百名山の思い出 - 2012.02.26 Sun

 姫君と私が職を退いたのが、2009年5月であった。
 これを機に時間の束縛も解けて完全に自由になり、無尽蔵の時間を手に入れることができた。これを機に何かまとまったことに挑戦しようと考え、思い付いたのが日本百名山の踏破であった。
 調べてみると、アルプスの各山や名古屋市近郊の山は登っており、それまでに足跡を残していた百名山は36座を数えていた。残りは64座。前途多難な数字でもあった。
 残った64の百名山は、北海道、九州とかの遠隔地の山ばかりである。日帰りは不可能なので宿泊が伴うことになる。交通費にも多くの資金を必要とするのに加えて宿泊代金を考えると莫大な費用の支出を強いられることは計算しなくとも判る。
 だが、時間のようにカネのほうも汲めども尽きぬほどあればよいのだが、世の中はままならぬものである。現金収入が途絶えたために、これまでの赤貧を洗うがごとき生活から、一層、困窮を極めていた。言葉を変えると、その日の暮らしを維持することで精一杯、いや、維持できるか否か危うい限りである。
 これでは、百名山の総てに足跡を残すという新しい希望、目標は潰えたと同じである。そこで、何とか希望の光が消えないような手立てはないものかと必死になって考えた末、導いた結論は今までどおりの日常生活の延長線上で百名山に挑戦することだった。
 すなわち、交通費が、若干、多くかかるのはいたしかたないことだが、食べる、寝るのに必要となる費用を自宅の生活と同程度に抑えることができれば可となる。これには野宿と自炊でしのぐことだ。
 とはいえ、いまどき野宿は少し無理なので、車中泊という手段を採り入れることにし、ワンボックスカーで内部の容量が最大なハイエースを改良して、寝る、食事をすることを可能にした。
 こうして、09年の11月に九州遠征を敢行して4座を登る。たが、深田教のにわか信者の悲しさで、九州在の百名山が幾つあるやらもハッキリとは知らず、祖母山を登り忘れるという失態も犯した。
 こんな頼りない私たちでも、10年に北海道の山を中心に29座、11年には東北の山など30座を達成して登った百名山は99座になった。今年に持ち越したのは越後の平ヶ岳、ただ1座になった。ここまでくれば、今夏、百名山を登了することは、余ほどのアクシデントが起こらない限り、大丈夫だと考えられる。

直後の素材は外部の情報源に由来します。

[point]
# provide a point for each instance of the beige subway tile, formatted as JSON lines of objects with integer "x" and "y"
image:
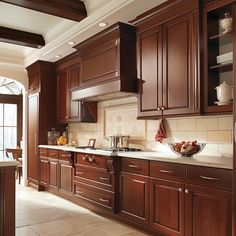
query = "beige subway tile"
{"x": 187, "y": 124}
{"x": 153, "y": 125}
{"x": 208, "y": 123}
{"x": 171, "y": 125}
{"x": 219, "y": 137}
{"x": 225, "y": 123}
{"x": 226, "y": 149}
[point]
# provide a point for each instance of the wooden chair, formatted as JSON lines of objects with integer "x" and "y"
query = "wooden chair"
{"x": 16, "y": 154}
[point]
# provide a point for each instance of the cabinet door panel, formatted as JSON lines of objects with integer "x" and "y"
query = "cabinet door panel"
{"x": 150, "y": 64}
{"x": 178, "y": 73}
{"x": 62, "y": 96}
{"x": 134, "y": 197}
{"x": 53, "y": 166}
{"x": 66, "y": 173}
{"x": 167, "y": 206}
{"x": 33, "y": 129}
{"x": 209, "y": 212}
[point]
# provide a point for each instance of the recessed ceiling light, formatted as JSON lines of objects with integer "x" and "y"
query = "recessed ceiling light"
{"x": 72, "y": 43}
{"x": 103, "y": 24}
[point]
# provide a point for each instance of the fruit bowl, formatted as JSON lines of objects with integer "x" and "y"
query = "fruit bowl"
{"x": 186, "y": 148}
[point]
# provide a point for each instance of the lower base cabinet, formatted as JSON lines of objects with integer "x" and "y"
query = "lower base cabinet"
{"x": 208, "y": 212}
{"x": 167, "y": 213}
{"x": 134, "y": 197}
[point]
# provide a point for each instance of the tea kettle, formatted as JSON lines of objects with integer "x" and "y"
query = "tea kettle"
{"x": 224, "y": 92}
{"x": 118, "y": 141}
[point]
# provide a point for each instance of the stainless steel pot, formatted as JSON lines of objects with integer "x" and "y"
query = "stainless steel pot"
{"x": 118, "y": 141}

 このブログ、『ヨレヨレ山便りⅡ』で昨年から続いた山野草シリーズの『東北の花』は、昨日現在で82種が終わり、残りは8種を予定しているだけで、間もなく終了する。
 このあとを、『百名山の思い出』として、1996年に2度目の挑戦でやっとのことで頂上に辿り着いた富士山を第1回として、以後、登頂日時順に99座目の越後駒ヶ岳までの思い出を紹介していこうと思っている。もちろん、この間、平ヶ岳も登り終えて100座の思い出として完成させたいと考えている。
 これに先立ち、一昨日からフィルムカメラ時代のこれらの写真をパソコンに取り込む作業に取り掛かったが、この作業は単純だが意外に疲れるものだということが判った。反面、思わぬ収穫もあった。この作業の最中、自分自身の95年、96年時代の顔を眺めると、今の顔とは比べ物にならないくらい若かったのには大きな驚きであった。これは姫君にもいえることで、中には女学生だといっても通用するのでは……、と思われるものも含まれていた。